REPUBLIKA.CO.ID, JAKARTA -- Anggota Komisi IX DPR dari Fraksi Partai Keadilan Sejahtera (PKS), Netty Prasetiyani, khawatir imbas kenaikan harga BBM berpotensi memicu gelombang PHK besar-besaran di sektor industri. Netty menjelaskan jika harga BBM naik maka beban operasional perusahaan juga naik. Otomatis produk yang dihasilkan harganya bertambah mahal.
"Jika biaya operasional tinggi, sementara serapan pasar rendah, maka jalan pintasnya ialah PHK untuk mengurangi beban perusahaan" kata Netty dalam keterangan tertulisnya, Selasa (6/9/2022).
Padahal, Netty menambahkan, daya beli masyarakat sedang melemah akibat imbas kenaikan BBM. Selain itu menurutnya dampak kenaikan BBM ini tidak hanya menyasar perusahaan-perusahaan besar, tapi juga para pelaku UMKM.
"Sekarang banyak pelaku UMKM yang menghadapi dilema. Mau menaikkan harga, nanti pembeli lari. Mau tetap di harga yang sama, tidak menutup pengeluaran. Bukan tidak mungkin jika nanti banyak UMKM yang gulung tikar," ujarnya.
Selain soal PHK, Netty juga menyoroti aspek kesejahteraan pekerja saat menghadapi kenaikan harga BBM. Ketika barang-barang di pasaran naik, tapi tidak diikuti dengan naiknya upah, maka yang terganggu adalah kesejahteraan keluarga di Indonesia.
"Biaya rumah tangga termasuk untuk belanja asupan keluarga mesti terganggu. Apalagi penghitungan UMK untuk 2023 nanti akan menggunakan formula dalam PP Nomor 36 Tahun 2022, di mana tidak akan berdampak signifikan terhadap kenaikan upah buruh," ujarnya.

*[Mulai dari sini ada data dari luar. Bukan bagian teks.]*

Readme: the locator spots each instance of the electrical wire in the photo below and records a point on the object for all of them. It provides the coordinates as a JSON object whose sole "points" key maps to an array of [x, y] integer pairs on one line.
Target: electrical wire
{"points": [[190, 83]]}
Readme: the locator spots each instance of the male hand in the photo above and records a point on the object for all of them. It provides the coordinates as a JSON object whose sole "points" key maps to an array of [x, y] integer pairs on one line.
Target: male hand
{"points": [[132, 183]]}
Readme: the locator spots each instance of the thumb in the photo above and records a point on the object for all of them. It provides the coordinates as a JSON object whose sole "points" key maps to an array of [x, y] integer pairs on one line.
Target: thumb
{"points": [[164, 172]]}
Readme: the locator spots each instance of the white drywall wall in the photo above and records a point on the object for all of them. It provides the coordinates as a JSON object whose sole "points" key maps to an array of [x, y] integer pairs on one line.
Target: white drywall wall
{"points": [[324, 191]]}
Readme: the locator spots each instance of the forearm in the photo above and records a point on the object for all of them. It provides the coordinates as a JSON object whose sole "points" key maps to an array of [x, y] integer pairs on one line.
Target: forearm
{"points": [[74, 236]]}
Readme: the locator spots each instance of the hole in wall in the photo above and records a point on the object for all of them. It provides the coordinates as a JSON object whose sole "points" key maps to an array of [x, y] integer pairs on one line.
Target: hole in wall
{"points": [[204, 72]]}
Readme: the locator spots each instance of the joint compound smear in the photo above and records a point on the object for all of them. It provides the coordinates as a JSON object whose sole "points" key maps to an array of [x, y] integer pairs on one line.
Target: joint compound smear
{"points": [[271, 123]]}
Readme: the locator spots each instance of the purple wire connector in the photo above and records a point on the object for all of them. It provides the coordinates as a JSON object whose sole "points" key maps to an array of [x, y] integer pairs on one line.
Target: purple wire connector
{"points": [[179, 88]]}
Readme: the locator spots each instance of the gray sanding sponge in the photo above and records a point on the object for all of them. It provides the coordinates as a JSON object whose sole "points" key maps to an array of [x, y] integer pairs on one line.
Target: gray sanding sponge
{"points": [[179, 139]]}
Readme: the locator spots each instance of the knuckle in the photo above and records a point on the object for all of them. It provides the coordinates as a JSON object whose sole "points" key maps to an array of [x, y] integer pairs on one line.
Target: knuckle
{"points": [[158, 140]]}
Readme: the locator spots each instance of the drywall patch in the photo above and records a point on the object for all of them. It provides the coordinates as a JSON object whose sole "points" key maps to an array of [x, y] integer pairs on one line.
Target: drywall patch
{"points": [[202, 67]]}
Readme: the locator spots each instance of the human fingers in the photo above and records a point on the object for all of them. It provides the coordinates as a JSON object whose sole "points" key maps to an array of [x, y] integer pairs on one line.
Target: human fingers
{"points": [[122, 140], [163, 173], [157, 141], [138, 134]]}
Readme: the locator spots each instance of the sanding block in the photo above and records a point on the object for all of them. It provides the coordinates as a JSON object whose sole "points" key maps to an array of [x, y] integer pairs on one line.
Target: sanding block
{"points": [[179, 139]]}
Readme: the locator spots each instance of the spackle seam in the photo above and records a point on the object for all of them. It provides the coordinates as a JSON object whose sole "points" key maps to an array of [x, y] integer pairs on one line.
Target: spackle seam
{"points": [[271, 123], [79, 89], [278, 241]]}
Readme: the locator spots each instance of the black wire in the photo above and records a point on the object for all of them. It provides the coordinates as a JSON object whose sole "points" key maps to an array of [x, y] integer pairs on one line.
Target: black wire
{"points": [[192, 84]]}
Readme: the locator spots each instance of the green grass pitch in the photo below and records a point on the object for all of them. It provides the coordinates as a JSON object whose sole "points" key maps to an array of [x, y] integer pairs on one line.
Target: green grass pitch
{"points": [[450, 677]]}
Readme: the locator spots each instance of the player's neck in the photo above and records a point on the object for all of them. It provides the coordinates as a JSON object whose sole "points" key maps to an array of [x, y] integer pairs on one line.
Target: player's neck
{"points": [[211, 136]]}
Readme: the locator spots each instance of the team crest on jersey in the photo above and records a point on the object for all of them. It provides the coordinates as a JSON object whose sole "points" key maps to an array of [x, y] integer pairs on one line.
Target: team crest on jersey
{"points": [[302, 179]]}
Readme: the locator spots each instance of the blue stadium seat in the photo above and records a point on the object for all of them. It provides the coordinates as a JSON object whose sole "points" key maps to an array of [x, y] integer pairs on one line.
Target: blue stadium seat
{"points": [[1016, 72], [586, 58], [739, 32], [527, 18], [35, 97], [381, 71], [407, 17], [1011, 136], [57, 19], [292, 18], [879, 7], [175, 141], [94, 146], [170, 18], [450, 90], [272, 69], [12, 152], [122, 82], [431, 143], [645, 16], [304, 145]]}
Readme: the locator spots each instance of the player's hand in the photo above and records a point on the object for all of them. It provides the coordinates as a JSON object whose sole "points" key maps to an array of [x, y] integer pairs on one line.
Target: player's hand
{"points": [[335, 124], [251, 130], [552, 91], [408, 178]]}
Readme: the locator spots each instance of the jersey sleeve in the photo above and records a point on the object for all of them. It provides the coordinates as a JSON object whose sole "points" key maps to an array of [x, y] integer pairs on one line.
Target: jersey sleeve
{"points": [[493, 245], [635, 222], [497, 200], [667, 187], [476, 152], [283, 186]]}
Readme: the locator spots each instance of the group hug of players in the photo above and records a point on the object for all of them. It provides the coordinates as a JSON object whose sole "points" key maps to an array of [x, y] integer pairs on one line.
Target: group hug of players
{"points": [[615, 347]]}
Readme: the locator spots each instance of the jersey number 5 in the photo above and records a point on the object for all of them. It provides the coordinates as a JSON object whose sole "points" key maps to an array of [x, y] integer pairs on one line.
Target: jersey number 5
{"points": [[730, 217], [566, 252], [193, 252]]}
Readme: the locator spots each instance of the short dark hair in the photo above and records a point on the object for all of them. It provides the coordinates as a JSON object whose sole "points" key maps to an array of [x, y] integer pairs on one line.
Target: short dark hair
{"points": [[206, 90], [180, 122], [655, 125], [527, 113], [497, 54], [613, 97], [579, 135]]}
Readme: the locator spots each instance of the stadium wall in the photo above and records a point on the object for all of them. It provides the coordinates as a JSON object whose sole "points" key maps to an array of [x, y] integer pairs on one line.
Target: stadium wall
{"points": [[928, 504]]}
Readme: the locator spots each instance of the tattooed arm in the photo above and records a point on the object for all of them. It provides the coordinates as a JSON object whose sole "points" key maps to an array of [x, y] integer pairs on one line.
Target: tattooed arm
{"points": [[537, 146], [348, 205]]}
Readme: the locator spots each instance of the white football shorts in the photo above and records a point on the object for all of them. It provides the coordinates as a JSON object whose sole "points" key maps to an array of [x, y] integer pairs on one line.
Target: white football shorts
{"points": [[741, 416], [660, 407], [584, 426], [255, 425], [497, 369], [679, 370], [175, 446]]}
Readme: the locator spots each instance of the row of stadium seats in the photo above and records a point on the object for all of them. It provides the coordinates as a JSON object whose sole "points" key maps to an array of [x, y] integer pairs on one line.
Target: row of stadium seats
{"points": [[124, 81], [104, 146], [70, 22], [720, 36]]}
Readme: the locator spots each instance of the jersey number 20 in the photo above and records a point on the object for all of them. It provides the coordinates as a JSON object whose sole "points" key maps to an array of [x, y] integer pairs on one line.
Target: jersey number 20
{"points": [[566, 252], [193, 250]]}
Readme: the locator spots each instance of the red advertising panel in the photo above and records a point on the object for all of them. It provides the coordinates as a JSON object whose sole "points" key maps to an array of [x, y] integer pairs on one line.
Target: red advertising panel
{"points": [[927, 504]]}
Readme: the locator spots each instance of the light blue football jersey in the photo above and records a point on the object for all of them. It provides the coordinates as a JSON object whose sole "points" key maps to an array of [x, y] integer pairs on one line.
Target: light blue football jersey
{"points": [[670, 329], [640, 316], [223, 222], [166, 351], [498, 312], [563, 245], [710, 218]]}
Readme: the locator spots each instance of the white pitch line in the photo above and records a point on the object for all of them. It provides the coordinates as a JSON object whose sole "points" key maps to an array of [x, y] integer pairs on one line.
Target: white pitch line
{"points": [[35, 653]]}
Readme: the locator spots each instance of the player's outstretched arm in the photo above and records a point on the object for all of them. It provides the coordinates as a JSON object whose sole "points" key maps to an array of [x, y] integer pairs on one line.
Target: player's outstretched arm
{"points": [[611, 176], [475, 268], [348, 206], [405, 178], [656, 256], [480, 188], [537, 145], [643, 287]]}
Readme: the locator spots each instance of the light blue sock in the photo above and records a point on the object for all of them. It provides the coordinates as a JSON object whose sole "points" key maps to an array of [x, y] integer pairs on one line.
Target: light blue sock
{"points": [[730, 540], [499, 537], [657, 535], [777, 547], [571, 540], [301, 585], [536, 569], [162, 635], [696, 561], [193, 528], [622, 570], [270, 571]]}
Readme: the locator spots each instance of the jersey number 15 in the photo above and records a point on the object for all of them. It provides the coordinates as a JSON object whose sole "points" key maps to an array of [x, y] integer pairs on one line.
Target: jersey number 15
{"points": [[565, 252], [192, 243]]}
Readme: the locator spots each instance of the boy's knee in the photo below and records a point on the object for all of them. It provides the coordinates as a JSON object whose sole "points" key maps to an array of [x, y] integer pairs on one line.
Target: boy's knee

Netty meminta pemerintah memikirkan skema penanganan imbas kenaikan BBM dengan sungguh-sungguh, jangan hanya meminta rakyat bersabar dan tidak mengeluh. Diketahui dalam Rapat Paripurna DPR kemarin, Fraksi PKS melakukan aksi walk out untuk menolak kenaikan harga BBM.